Thursday, 23 August 2012

Impending League Tables

I complied with the Official Information Act this week and forwarded our Annual Report to the reporter who requested it. Not a big deal really as it is a public document that anyone can access. Our data is there for all to see.

At a Principlas' Cluster meeting earlier this week Louis Guy from the NZEI really hit the nail on the head with a scenario he painted...

Imagine what the first principals' cluster meeting will be like after the league tables are out. One person in the room will be the top ranked school in the cluster. Imagine what that principal may feel walking into the room? Perhaps they feel that their colleagues will not trust the data they have provided. They may feel a little sheepish at being labelled the best. They may feel that as a school they have worked hard for that student achievement but cannot crow about their success for fear of being labelled as touting for children. That being said - depending on the ego of the principal concerned they may be feeling a little superior to the rest.

Imagine the school principal walking in who is second in the cluster. Having just come from a discussion with a parent who asked why their school's data is not where the top ranked school's data is.

What about the colleague who walks into that meeting being ranked at the bottom. What are they thinking? How are they feeling? What discussions have they had with their BoT, their community, the media?

Everyone else in the room will have looked at the league table and jumped up ladders (Ladders of Inference - Argyris) They are making assumptions, value judgements, creating stories of data that are rooted firmly in their own interpretations.

Is this competitive collaboration? Will having this information in the public domain raise achievement?

As a cluster we can have an agreed approach, a code of conduct if you like. Northland Schools have already committed to the following statements.

  • The data will not be used to promote their school through websites, newsletters, media releases or any other public information source because it would be unethical to do so 
  • They will not draw comparisons between schools using the data
  • They will avoid any activities that could legitimise national standards data as good public information
  • They will share other positive achievement information about their schools
  • They will issue a collective media release on their agreed position
  • They will explain to their boards and communities the reasons for their concerns
  • They will continue to deliver a broad rich curriculum
I agree with these statements - in fact, as principals in our cluster we all agree. But the first bullet point needs some dialogue.
Schools promote themselves all the time. Some of us do not promote ourselves enough. There is great work happening in a large number of schools that never sees the light of day. This statement is loaded with assumption and judgements. I suppose the intent of this statement is that we will not promote the place on the league table or use National Standards data as a selling point. An interesting point as schools often celebrate data with their communities. Information about how well the school is progressing toward their goals is essential in building confidence and having a happy community.
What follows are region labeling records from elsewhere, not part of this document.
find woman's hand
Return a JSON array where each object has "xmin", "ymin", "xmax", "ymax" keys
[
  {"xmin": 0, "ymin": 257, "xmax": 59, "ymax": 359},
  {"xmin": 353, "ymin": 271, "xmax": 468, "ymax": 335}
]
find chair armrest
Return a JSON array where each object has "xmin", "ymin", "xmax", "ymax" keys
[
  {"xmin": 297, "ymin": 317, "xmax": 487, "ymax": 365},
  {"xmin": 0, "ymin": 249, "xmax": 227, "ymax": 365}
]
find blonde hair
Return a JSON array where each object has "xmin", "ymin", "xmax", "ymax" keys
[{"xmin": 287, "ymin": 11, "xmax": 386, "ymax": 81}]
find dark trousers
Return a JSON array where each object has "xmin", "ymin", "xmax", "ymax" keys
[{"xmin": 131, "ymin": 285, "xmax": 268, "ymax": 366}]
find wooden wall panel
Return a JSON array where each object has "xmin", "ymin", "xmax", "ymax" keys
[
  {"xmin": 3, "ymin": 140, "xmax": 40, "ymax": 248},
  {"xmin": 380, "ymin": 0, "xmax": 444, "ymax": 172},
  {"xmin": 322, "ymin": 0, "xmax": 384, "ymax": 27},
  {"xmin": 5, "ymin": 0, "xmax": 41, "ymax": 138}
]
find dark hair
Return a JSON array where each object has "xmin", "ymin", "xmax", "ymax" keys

What do you think about this shared approach to the threat of league tables?
Can we trust all our colleagues to walk the talk?
Will we be looking sideways at each other in cluster meetings?
What Ladders will we be climbing?


  1. I taught in the UK under the league table system there and the thought of polluting NZ with the same ideals make me incredibly, deeply concerned. What will the future hold for our special needs/low achieiving/Maori/Pacific Island/ELLs/gifted children etc. if our focus ends up being teaching to a test? League tables cannot be formulated from OTJs, so there will have to a standardised test to be fair and for content to be deemed as accurate.
    Disaster! In the UK, 3 school years were always devoted to teaching to the test and this will eventually have to be the outcome for schools who want to be 'top of the table'. Will class sizes matter then? Yes! Will teachers and schools be pushing for mainstreamed students to be moved to special schools so that they don't affect the league tables? Yes!
    And what will happen to our curriculum which is the envy of the world now? It will be filed neatly back on the shelf with the other great ideas and brought out in 10-15 years time, dusted off and greeted with a cheer, as we farewell the league tables and standardised tests that failed. Hmmm. Could be an interesting few years I say!

    1. Hopefully we will all have the fortitude and good sense to say that we will not allow these policies to narrow our curriculum.

      I am lucky to have a BoT that said - We will not let National Standards narrow our curriculum.